At least two conditions are necessary for clients to transform old patterns of passivity: increased awareness and a desire to change,” Timms and Connors say. Therapeutic touch enables survivors to move awareness from their head, or intellect, to living and feeling in their own bodies. This self-awareness leads to embodiment, in which they can be fully present physically and mentally.22
As a backlash to abuse, aversion to touch leaves some victims touch-deprived. “I think touch deprivation for women who are not in a partnered relationship is an important benefit of bodywork,” Price says. “It involves learning that touch can be pleasurable, and experiencing being receptive — taking in the touch.” Even those in a relationship and receiving touch may have difficulties with intimacy and feeling comfortable sexually. “Regard-less of the partnered piece, it’s important. It goes hand-in-hand with all pieces of the pie — regarding self-awareness, the experiences of safe touch, letting themselves take in the pleasure of touch, but also putting themselves in control of the experience of being touched.” In establishing that control for the client, the therapist has an important role, regularly checking in and encouraging clients to attend to and express their needs.
“Asking for constant feedback puts clients in the position of being in control,” Price says. They can assume ownership of their body and within this safe environment, determine the boundaries — where, with what pressure, and when to be touched, or not touched at all. “It seems so simple and something many of us take for granted, but for this population, it can be very important work — a big deal.”
Through incorporating bodywork with psychotherapy, with increased awareness and embodiment, the survivor can find empowerment — having the choice to discard blame or shame from their past and “reframe their cognitive perceptions of themselves both in relationship to the abuse and in their whole concept of touch,” Timms and Connors write. “Clients have the experience of deciding if and when, by whom, and how to be touched, and of having those boundaries respected.”23
“The self-awareness is so important,” Price adds, “to feel on the inside how one is doing, to take oneself seriously, and trust and respect how one feels on the inside. That’s where the work of body self-awareness goes beyond external awareness of the body, e.g., ‘Is my muscle tight?’ to the internal or somatic experience of the body, ‘What is the inner experience associated with my muscle tension?’”

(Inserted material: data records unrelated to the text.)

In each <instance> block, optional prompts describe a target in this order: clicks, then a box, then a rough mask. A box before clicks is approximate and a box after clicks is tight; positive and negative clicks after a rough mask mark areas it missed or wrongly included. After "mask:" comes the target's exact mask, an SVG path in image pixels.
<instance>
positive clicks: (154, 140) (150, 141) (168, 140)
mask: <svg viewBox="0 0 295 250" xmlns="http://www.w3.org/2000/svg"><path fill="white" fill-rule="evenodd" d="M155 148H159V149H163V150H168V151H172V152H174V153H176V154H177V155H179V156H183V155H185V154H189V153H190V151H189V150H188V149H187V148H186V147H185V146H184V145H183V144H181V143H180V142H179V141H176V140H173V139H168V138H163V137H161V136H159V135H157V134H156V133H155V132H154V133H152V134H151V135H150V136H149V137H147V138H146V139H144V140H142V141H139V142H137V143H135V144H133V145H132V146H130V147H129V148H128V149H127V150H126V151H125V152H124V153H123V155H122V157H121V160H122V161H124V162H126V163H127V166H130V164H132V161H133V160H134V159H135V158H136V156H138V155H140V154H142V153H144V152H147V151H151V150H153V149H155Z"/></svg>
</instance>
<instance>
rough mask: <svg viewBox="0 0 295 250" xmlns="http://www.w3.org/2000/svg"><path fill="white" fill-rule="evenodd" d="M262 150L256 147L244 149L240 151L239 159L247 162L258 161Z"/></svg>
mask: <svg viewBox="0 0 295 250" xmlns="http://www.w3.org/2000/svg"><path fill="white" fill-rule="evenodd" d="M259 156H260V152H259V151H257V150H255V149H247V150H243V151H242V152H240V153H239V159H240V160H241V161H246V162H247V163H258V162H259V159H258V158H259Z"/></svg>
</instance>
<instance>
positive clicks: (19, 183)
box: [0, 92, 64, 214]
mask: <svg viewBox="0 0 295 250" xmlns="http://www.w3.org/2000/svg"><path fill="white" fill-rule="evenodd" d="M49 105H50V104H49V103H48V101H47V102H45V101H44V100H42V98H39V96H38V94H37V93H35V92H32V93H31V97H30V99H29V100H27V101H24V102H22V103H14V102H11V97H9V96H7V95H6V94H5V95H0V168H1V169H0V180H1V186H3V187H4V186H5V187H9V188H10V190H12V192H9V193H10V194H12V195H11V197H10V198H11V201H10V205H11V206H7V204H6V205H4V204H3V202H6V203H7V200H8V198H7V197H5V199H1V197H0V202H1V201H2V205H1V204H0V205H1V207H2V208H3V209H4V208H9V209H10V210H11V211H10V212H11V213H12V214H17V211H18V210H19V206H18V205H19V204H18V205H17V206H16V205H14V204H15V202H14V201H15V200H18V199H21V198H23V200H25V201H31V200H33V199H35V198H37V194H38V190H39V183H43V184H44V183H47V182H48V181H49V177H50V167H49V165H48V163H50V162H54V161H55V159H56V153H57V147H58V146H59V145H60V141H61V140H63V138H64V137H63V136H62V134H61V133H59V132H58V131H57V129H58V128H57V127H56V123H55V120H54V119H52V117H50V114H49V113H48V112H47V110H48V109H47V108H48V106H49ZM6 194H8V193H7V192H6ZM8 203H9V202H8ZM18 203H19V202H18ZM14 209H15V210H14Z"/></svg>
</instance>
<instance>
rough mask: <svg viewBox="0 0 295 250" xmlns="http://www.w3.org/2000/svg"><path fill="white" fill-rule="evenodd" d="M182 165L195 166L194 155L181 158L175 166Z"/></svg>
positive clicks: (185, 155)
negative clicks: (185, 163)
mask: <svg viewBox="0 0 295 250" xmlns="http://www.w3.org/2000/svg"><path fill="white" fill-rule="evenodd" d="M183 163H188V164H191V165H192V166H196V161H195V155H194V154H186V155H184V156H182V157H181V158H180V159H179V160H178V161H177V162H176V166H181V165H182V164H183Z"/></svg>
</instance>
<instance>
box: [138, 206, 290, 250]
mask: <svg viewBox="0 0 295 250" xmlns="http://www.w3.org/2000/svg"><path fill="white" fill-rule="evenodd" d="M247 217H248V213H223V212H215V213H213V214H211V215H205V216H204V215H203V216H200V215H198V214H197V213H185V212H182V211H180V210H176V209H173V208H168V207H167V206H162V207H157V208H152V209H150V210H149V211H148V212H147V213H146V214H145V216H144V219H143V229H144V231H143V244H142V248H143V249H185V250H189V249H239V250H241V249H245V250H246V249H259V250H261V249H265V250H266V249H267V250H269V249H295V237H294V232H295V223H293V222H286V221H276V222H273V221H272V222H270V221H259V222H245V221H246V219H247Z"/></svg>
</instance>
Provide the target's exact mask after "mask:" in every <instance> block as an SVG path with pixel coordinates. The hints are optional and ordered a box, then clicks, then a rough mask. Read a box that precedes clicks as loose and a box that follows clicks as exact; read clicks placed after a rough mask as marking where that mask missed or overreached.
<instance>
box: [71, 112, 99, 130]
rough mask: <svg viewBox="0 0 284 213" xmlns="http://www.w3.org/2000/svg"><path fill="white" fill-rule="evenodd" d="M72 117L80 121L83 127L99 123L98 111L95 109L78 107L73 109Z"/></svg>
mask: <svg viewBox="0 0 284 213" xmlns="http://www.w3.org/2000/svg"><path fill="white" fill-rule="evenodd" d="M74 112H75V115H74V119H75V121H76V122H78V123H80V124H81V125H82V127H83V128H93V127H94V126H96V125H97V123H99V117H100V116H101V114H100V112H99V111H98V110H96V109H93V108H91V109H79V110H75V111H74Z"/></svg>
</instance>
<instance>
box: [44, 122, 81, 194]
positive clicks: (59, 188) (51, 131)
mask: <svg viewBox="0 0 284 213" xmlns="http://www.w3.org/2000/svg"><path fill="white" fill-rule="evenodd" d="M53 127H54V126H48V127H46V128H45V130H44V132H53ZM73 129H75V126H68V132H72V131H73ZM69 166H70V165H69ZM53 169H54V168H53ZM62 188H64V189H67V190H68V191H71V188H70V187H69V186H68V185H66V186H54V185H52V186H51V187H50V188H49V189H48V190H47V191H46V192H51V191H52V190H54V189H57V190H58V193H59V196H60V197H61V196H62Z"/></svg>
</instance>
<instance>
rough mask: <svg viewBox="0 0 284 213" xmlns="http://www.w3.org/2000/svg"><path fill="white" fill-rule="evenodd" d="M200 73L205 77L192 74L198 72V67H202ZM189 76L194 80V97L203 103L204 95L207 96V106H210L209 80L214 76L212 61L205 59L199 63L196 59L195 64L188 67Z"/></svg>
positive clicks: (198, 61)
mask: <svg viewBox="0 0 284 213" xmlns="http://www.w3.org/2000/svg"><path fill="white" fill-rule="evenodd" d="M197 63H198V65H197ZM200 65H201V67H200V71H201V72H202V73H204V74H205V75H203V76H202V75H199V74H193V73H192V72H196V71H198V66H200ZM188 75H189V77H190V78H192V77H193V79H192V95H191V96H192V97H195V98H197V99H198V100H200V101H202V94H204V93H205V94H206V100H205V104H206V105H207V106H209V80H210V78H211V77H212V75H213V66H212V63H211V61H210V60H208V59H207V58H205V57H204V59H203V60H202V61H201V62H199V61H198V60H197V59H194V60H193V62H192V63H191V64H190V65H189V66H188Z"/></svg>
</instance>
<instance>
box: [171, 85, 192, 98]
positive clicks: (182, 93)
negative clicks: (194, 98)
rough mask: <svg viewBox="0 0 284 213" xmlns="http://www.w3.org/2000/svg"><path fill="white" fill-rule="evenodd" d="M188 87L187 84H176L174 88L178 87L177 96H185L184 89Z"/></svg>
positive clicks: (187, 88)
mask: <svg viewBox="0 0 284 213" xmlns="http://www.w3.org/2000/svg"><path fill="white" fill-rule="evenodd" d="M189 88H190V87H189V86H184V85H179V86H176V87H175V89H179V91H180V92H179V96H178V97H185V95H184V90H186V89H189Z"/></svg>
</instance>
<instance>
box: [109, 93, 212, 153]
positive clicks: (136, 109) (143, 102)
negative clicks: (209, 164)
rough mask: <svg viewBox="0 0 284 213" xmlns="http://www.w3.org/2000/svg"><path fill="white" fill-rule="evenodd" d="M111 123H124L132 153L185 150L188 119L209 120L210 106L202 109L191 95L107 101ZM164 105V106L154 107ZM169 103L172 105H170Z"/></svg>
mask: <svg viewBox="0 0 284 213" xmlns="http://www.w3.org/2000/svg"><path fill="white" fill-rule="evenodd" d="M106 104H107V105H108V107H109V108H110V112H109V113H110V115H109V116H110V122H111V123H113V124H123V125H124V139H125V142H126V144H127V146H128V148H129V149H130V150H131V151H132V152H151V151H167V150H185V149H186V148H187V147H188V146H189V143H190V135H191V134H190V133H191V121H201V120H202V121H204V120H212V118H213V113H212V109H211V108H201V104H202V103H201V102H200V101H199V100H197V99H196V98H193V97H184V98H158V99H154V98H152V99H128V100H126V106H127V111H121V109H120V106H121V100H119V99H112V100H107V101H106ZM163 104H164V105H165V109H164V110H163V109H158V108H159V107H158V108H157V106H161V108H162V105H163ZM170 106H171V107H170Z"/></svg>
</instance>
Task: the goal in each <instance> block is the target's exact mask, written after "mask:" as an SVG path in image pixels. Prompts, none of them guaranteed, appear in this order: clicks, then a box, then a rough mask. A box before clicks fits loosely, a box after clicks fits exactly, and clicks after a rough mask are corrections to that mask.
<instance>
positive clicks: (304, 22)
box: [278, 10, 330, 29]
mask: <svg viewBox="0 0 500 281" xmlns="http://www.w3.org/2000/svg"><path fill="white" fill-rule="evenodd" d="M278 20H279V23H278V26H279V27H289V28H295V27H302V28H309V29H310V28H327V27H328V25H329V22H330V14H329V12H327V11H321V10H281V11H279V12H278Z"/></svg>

Resolution and Reclamation
These are but two models in a developing field combining elements of psychotherapy and bodywork in treatment for childhood sexual abuse survivors. Both Timms and Price emphasize the need for proper training in this work and beyond that, the importance of professional or peer supervision, not only for clarity and direction, but also as a source of personal support for the bodyworker or psychologist involved. These cases can be complex and taxing on the energy of the therapist.
“Resolution of the trauma is never final; recovery is never complete,” Herman says. “The impact of a traumatic event continues to reverberate throughout the survivor’s lifecycle.” With each new life event comes the potential of a stress-induced return of traumatic memories.24
The important thing to remember is the significant impact this work can have in bringing wholeness — as Timms and Connors write, to help victims become not only survivors, but thrivers. To give them opportunity and skills for a new kind of relationship to self and body so that “the traumas of the past can recede into historical perspective.”25 With this, they will be better prepared for the challenges of their present life.